Churchill and Bevan curried a mutual hate relationship over high heat for three decades, but they had far more in common than they realised. Bevan believed in the small community’s healing powers, while Churchill had more belief than any of his Tory peers in the decency of the ordinary Britisher. Both men despised fascism. Both men had faith in the electorate’s wisdom. Both men shared the best debating wit of their generation. But more to the point than any of that, both men are massive heroes of mine. I really do take exception to the Believers who say that makes me mad. Bollocks: it makes me an open-minded admirer of folks who can tell sh*t from putty.

I don’t doubt that a lot of readers will regard my argument on this, but not see it reflected in contemporary politics: surely, they will say, the hallmark of 21st century politicians is a belief in nothing beyond themselves. And yes, if you look at Blair and Obama and Cameron and Gillard and Miliband and Medvedev and Sarkozy and Uncle Tom Cobbleigh this time around, it’s hard to see a scintilla of belief at all – let alone intolerant belief.

But behind Blair was Brown, and behind Medvedev was Putin. Behind Miliband is the Harman/Balls melange, and behind Cameron is Boris Johnson. I suspect that behind Sarkozy was (and will be) Marine Le Pen, and some pretty nasty Australian mining gargoyles are right behind Gillard. More urgently, behind Papandreou was Venizelos, and behind him – in an odd kind of way – Alexis Tsipras. God alone knows who might come after Antonis Samaras, but there’s no shortage of neo-Nazis in Hellenica.

I have a great deal of time for Dr Eoin Clarke and his forensic journalism on the NHS and other Camerlot scandals, but behind and around him is this thing called Labour Left. Among the NEC candidates being touted today on Twitter was Ken Livingstone – a good administrator, but a Stalinist putsch-merchant with serial form when it comes to spitting on the electorate. Why should a Party be called Labour (let alone Left Labour) thirty years after the mass labourforce model of UK capitalism died? Why is a Stalinist a shoe-in for the NEC fifty-eight years after his mass-murdering hero died? Hovering around the good intentions of Graham Brady on the Conservative Right is the spectre of Boris Johnson – equally a politician of sound governance, but yet another man whose bullying disrespect for voters makes him a serious danger to liberal democracy…and a man looking at contemporary issues through the parallax view of an antediluvian education based on privilege.

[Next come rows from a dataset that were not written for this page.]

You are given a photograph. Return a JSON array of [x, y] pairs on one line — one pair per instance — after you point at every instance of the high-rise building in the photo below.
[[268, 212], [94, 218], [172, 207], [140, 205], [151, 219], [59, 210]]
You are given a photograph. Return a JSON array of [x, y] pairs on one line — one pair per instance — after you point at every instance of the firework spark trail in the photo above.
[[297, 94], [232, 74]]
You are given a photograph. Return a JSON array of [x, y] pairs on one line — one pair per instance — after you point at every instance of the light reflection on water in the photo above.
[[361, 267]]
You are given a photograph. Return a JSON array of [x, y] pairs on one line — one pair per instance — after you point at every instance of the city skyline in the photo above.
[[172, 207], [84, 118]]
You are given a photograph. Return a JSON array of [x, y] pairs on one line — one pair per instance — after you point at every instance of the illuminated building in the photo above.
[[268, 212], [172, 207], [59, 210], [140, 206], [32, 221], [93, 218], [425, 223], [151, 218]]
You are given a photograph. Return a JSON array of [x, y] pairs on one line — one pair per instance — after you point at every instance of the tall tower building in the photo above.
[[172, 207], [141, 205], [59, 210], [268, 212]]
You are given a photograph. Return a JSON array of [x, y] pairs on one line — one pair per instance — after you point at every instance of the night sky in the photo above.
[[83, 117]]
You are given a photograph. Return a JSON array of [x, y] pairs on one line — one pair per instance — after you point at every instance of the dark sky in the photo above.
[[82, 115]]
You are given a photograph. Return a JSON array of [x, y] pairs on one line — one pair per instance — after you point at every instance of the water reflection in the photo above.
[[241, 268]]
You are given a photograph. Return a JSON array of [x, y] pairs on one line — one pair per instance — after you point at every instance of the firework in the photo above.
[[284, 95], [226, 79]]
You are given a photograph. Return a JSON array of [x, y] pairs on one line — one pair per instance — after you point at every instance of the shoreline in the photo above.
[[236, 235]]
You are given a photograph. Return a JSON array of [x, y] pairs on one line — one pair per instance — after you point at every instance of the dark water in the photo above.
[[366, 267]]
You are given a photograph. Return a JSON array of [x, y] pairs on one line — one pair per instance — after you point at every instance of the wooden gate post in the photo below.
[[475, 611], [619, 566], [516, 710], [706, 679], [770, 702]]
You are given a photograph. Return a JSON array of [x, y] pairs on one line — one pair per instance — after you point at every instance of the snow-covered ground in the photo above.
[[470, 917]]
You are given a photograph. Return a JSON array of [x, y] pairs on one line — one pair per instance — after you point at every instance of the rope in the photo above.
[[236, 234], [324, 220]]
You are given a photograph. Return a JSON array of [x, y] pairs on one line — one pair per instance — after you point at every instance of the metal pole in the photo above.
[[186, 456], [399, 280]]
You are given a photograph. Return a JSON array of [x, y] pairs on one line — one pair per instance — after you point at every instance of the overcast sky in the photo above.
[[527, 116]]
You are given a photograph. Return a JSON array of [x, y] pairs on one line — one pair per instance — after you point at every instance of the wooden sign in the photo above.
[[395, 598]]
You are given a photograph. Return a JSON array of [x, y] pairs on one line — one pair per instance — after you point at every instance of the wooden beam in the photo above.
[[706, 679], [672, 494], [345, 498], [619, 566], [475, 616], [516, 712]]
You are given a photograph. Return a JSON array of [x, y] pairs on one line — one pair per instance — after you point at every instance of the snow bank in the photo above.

It seems to me tonight that the coming politicians are all looking in the rear-view mirror of their vintage cars. Be they the Zil of Merkel, the Trabant of Tsipras, the Bentley of Boris, the Citroen of Hollande, or the British Leyland Maxi of Ed Balls, none of them are equipped for the next generation of socio-economic travel. The last thing people like me want is for the road ahead to be a crash-ridden Stock Car race that just goes round in virulent, vacuous circles. And I remain optimistic enough to think that the vast majority of all British citizens are with me, not the kamikaze Believers.

We have to find a new kind of forward-looking tendency that can unite every democrat who knows the difference between good and bad, rather than Left and Right. Not a wooly-wishy-washy-flim-flam-Lefty-Righty LibDem confection, but rather a radical realism that challenges the Establishments of both progressive and conservative. We need the tolerance and wisdom to make the citizen First Among Equals such as the economy, fiscal management, financial services, politics and The State.

But above all, what we need is the guts to put the citizen first…miles ahead of the dated obsessions of Thatcherites, trade unionists, Islamists, blind europhiles, bankers, bureaucrats, and those who see themselves as ‘Hard’ Right or Left. Being ‘Hard’ anything is about wanting power – and to Hell with responsibility for the consequences of any and all extreme policies.

“The insatiable lust for power is only equalled by an incurable impotence in exercising it” said Winston Churchill. “The purpose of power is to give it back” said Aneurin Bevan. We should – all of us tonight – remember how close the aspirations of these two great men were.